ISLAMABAD (Reuters) - La police pakistanaise a fait usage de grenades lacrymogènes et de balles de caoutchouc dimanche à Islamabad pour disperser une manifestation interdite contre les caricatures du prophète Mahomet.
Echaudé par les débordements et les violences qui ont émaillé des manifestations similaires dans le pays, le gouvernement fédéral avait annoncé la veille qu'il ne tolérerait plus aucun rassemblement dans la capitale.
Mais le Muttahida Majlis-i-Amal, principale alliance islamiste du pays, avait maintenu son appel à défiler dimanche après-midi.
Le président du mouvement, Qazi Hussain Ahmed, a été arrêté dimanche et placé en résidence surveillée à Lahore, dans l'est du Pakistan, avant qu'il puisse se rendre à Islamabad où il devait conduire le cortège.
Un autre dirigeant de cette coalition de six formations islamistes, Fazul-ur-Rehman, et une trentaine de ses partisans, dont des parlementaires, ont été contraints par la police de se disperser alors qu'ils s'étaient regroupés à l'une des principales entrées d'Islamabad.
Des scènes similaires se sont répétées dans la ville, quadrillée par les forces de l'ordre qui ont multiplié les contrôles à bord d'autocars et fouillé des véhicules.
Un millier de personnes ont réussi à passer au travers du dispositif de sécurité pour se rassembler près du bazar central.
"La nation pakistanaise tout entière continuera, le monde musulman continuera à descendre dans les rues tant que nous n'aurons pas obtenu une excuse pour cet acte sinistre et la promesse qu'il ne se reproduira pas", a déclaré Fazul-ur-Rehman.
Dans la ville voisine de Rawalpindi, où des sympathisants du MMA ont incendié des pneus, la police a procédé dans la matinée à une centaine d'arrestations.
Le gouvernement fédéral a interdit cette manifestation samedi à la suite des violences qui ont marqué de précédents rassemblements et fait au moins cinq morts au cours de la seule semaine écoulée.
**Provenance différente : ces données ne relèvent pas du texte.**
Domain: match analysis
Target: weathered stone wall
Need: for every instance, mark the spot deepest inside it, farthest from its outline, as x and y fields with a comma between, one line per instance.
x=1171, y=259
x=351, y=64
Dans le même temps, il a adressé une série de protestations diplomatiques aux pays européens dont des journaux ont publié les caricatures et rappelé vendredi son ambassadeur au Danemark, où ces dessins jugés blasphématoires par la communauté musulmane sont parus la première fois, en septembre dans le quotidien Jyllands-Posten.
Copenhague a annoncé dimanche qu'il avait à son tour rappelé son ambassadeur en poste à Islamabad. Dans un communiqué, le ministère des Affaires étrangères précise qu'il s'agit d'un retrait temporaire. "Il est devenu pratiquement impossible pour l'ambassadeur de faire son travail dans les circonstances actuelles", explique le ministère.
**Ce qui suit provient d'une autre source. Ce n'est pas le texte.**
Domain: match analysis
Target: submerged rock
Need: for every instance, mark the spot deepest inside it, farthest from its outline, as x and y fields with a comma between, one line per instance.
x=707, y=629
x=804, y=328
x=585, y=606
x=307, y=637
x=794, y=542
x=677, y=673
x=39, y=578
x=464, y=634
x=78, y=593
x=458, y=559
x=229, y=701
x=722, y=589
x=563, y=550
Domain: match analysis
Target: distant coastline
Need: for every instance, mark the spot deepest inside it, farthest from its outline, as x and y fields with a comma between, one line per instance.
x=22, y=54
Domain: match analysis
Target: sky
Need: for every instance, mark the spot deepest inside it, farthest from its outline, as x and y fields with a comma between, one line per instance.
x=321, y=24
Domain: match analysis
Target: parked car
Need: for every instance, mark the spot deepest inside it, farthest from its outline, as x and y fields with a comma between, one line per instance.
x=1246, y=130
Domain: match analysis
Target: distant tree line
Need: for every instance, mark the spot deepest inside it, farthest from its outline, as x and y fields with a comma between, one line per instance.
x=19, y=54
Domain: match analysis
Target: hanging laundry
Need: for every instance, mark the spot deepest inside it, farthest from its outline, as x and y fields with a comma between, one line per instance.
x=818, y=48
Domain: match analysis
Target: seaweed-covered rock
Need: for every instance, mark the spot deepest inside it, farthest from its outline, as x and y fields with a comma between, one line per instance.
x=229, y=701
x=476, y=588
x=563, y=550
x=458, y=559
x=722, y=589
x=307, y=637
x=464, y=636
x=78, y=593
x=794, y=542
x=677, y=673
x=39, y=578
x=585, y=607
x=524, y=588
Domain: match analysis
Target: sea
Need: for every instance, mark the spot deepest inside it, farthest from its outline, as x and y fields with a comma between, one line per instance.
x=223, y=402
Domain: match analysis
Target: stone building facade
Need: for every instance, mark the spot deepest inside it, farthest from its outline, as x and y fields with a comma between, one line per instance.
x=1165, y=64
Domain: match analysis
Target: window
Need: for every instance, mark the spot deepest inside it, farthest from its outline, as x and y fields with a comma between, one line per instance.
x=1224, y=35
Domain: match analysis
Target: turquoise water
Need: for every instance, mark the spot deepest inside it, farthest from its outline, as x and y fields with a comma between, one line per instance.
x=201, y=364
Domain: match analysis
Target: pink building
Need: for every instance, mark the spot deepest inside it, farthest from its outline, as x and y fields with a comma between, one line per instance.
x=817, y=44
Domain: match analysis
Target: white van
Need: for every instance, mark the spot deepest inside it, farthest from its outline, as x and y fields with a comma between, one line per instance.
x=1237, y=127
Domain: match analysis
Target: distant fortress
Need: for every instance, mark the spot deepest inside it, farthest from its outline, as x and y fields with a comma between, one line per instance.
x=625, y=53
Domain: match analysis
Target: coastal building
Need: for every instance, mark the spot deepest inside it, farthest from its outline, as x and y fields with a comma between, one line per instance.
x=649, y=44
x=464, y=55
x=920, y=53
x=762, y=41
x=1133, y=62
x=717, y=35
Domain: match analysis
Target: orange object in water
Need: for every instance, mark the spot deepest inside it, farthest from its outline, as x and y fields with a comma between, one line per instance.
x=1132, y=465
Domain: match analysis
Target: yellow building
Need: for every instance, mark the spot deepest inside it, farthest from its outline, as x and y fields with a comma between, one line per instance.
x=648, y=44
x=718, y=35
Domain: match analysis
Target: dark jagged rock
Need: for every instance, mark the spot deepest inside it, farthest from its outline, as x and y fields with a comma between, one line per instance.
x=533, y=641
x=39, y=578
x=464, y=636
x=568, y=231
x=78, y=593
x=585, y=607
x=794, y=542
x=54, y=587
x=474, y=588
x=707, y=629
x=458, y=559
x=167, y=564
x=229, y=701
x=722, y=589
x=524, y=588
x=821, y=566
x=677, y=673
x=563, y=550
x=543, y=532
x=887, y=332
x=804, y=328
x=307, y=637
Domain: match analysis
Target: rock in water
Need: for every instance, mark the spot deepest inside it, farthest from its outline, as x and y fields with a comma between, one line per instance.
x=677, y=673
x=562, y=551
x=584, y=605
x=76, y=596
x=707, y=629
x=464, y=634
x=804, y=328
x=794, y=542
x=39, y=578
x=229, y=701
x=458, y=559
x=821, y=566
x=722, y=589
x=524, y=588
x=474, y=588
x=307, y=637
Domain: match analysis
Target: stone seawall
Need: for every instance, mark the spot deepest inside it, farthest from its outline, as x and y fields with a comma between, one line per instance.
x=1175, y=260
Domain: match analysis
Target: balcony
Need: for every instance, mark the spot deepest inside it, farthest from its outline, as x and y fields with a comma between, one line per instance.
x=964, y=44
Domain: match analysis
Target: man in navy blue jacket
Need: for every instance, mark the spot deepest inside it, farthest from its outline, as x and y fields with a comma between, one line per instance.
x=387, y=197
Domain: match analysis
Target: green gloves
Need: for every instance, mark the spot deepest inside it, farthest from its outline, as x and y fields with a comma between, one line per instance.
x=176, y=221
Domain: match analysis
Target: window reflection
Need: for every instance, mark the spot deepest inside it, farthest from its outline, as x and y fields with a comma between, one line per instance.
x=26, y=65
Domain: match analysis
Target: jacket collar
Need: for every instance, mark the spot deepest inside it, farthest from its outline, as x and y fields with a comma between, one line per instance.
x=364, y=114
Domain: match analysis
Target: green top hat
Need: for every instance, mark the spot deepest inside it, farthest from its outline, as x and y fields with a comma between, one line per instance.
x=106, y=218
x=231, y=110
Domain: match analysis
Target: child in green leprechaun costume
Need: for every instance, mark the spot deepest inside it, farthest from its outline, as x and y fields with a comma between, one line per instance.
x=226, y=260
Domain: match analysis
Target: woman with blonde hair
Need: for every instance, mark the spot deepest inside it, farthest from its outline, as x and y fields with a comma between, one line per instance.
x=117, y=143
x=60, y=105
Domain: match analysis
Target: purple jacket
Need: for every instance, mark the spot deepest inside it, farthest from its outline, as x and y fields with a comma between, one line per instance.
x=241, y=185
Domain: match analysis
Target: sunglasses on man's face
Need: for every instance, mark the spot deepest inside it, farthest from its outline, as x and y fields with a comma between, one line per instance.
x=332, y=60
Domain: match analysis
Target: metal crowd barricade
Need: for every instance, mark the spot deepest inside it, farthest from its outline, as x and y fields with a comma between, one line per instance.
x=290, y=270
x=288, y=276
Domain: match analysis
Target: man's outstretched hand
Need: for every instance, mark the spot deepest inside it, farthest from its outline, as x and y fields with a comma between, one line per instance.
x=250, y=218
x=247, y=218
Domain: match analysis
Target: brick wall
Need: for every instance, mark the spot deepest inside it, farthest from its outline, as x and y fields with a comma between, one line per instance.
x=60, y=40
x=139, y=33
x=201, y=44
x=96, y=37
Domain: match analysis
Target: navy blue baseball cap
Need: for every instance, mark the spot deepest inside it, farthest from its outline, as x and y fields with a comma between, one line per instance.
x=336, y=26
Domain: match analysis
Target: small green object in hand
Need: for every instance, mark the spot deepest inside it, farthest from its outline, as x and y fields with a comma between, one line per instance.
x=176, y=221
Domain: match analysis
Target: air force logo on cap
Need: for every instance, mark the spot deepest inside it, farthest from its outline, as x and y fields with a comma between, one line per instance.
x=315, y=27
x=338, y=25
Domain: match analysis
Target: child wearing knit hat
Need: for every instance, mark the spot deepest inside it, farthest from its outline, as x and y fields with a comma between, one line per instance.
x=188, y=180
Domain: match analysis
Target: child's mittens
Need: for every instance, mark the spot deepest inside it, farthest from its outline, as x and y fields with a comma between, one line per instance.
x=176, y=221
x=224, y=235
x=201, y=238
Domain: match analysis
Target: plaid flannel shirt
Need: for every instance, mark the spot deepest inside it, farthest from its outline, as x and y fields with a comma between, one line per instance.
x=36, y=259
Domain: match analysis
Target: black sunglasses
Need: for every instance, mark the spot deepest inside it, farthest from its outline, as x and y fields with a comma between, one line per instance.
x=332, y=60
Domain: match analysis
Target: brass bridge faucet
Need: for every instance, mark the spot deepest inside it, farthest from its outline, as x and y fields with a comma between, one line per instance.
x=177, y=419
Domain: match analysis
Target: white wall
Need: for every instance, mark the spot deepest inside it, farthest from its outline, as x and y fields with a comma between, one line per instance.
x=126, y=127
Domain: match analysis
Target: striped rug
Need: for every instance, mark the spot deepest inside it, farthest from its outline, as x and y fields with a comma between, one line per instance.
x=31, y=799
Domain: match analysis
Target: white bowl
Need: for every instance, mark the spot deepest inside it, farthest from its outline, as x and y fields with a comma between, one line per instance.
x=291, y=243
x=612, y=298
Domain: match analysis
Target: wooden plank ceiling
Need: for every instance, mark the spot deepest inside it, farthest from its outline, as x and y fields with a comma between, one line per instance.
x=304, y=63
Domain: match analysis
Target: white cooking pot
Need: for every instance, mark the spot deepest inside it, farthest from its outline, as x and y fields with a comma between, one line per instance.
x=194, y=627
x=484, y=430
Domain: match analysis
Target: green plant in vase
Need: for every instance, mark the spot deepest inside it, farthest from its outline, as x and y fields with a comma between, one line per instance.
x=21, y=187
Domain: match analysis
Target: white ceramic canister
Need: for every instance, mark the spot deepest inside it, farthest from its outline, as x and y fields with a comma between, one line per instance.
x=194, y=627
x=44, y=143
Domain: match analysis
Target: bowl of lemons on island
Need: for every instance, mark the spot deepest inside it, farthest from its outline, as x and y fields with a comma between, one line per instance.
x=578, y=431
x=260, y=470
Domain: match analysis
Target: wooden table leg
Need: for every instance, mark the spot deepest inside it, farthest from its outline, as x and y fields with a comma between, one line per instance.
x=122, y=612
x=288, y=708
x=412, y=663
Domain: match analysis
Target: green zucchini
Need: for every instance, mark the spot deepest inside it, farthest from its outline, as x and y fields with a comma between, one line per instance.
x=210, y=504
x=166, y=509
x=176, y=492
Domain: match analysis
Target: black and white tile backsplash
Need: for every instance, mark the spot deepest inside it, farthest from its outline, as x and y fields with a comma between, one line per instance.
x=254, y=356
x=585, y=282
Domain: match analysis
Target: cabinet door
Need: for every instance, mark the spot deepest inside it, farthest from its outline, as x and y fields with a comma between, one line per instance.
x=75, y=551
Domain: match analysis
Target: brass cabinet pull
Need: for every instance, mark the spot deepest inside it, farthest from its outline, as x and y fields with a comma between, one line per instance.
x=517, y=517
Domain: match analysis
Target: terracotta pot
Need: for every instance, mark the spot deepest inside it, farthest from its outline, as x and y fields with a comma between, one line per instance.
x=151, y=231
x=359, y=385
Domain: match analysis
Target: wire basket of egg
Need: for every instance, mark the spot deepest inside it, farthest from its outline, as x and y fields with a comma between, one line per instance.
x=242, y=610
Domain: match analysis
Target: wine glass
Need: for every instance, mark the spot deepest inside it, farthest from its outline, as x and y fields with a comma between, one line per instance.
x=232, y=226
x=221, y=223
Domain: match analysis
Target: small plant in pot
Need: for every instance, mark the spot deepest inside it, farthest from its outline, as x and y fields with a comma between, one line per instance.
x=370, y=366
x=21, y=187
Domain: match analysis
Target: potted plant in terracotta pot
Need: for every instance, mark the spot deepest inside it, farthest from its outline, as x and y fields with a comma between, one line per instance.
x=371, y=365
Vendredi, la représentation diplomatique du Danemark à Islamabad avait dû être fermé en raison d'une alerte à la sécurité.
La publication des caricatures a provoqué une vague d'indignation dans le monde musulman. Les manifestations ont été parfois violentes comme en Libye, où 11 personnes sont mortes, et au Nigeria, où 15 personnes ont trouvé la mort samedi. Les autorités avaient auparavant fait état de 16 victimes.
Dans une tribune publiée dimanche dans le Washington Post, le responsable du service culture du Jyllands-Posten, Flemming Rose, explique qu'il n'a jamais voulu manquer de respect à l'islam.
"Nous n'avions certainement pas l'intention de provoquer des manifestations violentes dans le monde musulman. Notre but était simplement de repousser les limites de la liberté d'expression qui semblaient en voie de restriction", écrit-il.